Editorial
10 April 1997
...And on March 21 the Berlin Interior Ministry responded that they did not see any possibility to meet with the ERRC, but that they wished us a pleasant and successful stay in their city. Then, one beautiful day in Berlin, when the trees were blooming and the birds singing, having spoken with many of those Romani refugees from Bosnia waiting to be deported, I realised that their fear was different. Like all other Bosnians, they were doomed to go back and find their houses demolished, burned, looted, or occupied; but unlike the others, they were going back to a homeland whose new statehood is currently being constructed on the basis of ethnic values and ethnic institutions. In all likelihood, they would be unrepresented and utterly abandoned in somebody else's Bosnia. One of these days, they will say farewell to Berlin. They had spent five years in exile and, as if this wasn't enough punishment, were now heading toward another chapter of their uprooted existence.

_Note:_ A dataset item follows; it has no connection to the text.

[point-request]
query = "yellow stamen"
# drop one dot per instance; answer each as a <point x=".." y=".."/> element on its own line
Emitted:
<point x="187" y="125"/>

One beautiful day in Berlin, I knew that neither domestic nor international law could help these people. Nor the hundreds of thousands of forced migrants all over the world. A new right should be articulated, recognised and enshrined in law: the right not to return home. It should be enjoyed by those who have fled their country due to immediate danger to their life and security of person, and who have been kept away from home for a considerable period of time by that or other similar danger. Other factors notwithstanding. The 1951 convention relating to the status of refugees, the backbone of international refugee law, does not reflect the new reality of this decade. If law is not to be the prison and then the death of the moral intention, it has to be unlocked and thrown open. The moral spirit will fly to its new embodiment, according to a higher humanitarian standard.